Somewhat strangely, the article doesn't give references to the three studies that showed CBD having no effect on eye pressure, just the single study that reported an increase.
But that study was the 2006 University of Aberdeen research which my optometrist referred to as showing that only a CBD dose of 40 mg raised eye pressure, while 20 mg of CBD had no effect. Since I assume the other three no-effect studies mentioned in the IOVS Journal article also were on humans, seemingly the only evidence that CBD raises eye pressure in people is the 2006 study.
Then there's the issue of CBDA, a precursor of CBD that an Oregon State University lab study found prevented cells from being infected by the coronavirus. I've been using CBDA rather than CBD for about a week, as described in my blog post, "I got some CBDA. Covid can't touch me now!"
I'm no expert on the pharmacology of CBD and CBDA. However, it seems to me that CBDA is even less likely than CBD to raise eye pressure, since CBD and CBDA work in considerably different ways. Meaning, the mechanisms by which they have effects on the human body are different.
The IOVS article says "there is no effect on IOP by CBD if GPR18 and CB1 are both blocked/deleted." In other words, eye pressure in the mice didn't increase if the receptors GPR18 and CB1 weren't functional.

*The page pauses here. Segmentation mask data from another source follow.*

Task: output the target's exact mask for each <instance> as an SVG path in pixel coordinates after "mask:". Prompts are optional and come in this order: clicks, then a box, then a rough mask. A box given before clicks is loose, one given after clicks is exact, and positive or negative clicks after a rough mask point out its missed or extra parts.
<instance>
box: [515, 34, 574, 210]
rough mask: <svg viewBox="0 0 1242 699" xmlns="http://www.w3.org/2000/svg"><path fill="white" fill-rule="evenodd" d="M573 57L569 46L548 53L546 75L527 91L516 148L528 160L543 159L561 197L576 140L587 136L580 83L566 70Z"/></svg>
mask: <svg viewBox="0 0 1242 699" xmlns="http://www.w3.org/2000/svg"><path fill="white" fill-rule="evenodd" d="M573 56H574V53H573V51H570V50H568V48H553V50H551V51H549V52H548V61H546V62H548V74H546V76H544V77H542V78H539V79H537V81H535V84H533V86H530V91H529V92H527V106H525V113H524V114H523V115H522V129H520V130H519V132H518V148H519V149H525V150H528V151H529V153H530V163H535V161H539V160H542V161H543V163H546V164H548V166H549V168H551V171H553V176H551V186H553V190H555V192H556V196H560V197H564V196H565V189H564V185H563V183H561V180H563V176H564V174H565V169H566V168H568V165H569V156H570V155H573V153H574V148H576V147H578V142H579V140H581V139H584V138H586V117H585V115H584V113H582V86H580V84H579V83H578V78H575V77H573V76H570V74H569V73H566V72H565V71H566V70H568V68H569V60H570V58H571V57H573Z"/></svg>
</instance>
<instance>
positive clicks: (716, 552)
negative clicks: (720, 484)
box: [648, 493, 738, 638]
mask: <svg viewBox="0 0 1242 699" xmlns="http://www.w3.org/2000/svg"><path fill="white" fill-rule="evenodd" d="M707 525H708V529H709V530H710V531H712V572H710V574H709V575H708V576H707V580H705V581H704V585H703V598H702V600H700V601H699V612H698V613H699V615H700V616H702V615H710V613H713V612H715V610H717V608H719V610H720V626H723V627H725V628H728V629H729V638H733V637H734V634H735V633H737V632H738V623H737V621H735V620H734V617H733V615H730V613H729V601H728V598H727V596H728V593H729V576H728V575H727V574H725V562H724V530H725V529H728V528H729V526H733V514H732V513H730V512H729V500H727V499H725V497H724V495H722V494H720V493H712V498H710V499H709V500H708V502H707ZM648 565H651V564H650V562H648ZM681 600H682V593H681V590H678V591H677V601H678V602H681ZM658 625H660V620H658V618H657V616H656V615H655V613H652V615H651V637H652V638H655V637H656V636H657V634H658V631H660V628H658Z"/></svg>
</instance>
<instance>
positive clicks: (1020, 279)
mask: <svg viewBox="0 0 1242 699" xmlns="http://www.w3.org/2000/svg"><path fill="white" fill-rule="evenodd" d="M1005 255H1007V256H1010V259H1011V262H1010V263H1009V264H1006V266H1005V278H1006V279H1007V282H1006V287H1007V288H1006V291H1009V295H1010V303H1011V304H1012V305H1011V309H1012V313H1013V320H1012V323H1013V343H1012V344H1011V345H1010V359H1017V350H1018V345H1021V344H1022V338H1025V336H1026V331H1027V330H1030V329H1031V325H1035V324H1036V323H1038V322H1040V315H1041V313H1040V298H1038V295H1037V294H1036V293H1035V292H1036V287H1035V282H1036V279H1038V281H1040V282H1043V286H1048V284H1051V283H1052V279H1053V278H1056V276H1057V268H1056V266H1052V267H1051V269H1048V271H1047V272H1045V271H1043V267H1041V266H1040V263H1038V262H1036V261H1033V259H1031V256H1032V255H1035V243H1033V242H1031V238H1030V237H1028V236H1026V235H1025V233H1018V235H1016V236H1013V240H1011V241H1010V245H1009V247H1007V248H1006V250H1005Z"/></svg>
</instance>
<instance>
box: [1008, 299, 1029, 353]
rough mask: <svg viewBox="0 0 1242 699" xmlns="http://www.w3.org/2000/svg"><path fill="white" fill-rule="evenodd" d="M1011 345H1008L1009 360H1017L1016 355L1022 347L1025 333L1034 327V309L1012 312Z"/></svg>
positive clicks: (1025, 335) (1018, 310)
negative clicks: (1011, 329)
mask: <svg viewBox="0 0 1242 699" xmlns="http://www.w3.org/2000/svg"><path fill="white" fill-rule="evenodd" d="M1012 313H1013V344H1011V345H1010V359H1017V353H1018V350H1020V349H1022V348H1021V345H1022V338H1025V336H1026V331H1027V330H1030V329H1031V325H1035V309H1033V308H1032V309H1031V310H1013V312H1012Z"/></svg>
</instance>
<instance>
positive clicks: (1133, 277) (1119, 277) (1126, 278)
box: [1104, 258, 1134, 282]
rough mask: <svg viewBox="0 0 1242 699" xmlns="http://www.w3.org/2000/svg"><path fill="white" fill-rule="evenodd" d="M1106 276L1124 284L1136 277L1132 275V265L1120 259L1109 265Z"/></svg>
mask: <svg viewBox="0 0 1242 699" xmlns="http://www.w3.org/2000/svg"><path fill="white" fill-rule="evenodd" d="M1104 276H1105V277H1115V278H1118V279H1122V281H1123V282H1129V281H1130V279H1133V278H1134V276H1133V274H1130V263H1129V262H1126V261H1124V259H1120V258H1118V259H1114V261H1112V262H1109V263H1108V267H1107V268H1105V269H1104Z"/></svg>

I found a lengthy study that looked at how various forms of cannabis operate. In the CBDA section, it says:
Bolognini et al. (2013) also found that, in contrast to CBD (section 7.3.1), CBDA did not display significant activity as either an agonist or an inverse agonist at cannabinoid CB1 receptors in mouse whole brain membranes, even at a concentration 100,000-fold higher than a concentration (0.1 nM) at which it potentiated 8-OH-DPAT in rat brainstem membranes.
I don't understand much of that language, but it seems clear that CBDA didn't have any significant activity at the CB1 receptor that could cause CBD to raise eye pressure at high doses.
So I'm comfortable with using CBD even though I have glaucoma, and I'm considerably more comfortable with using CBDA.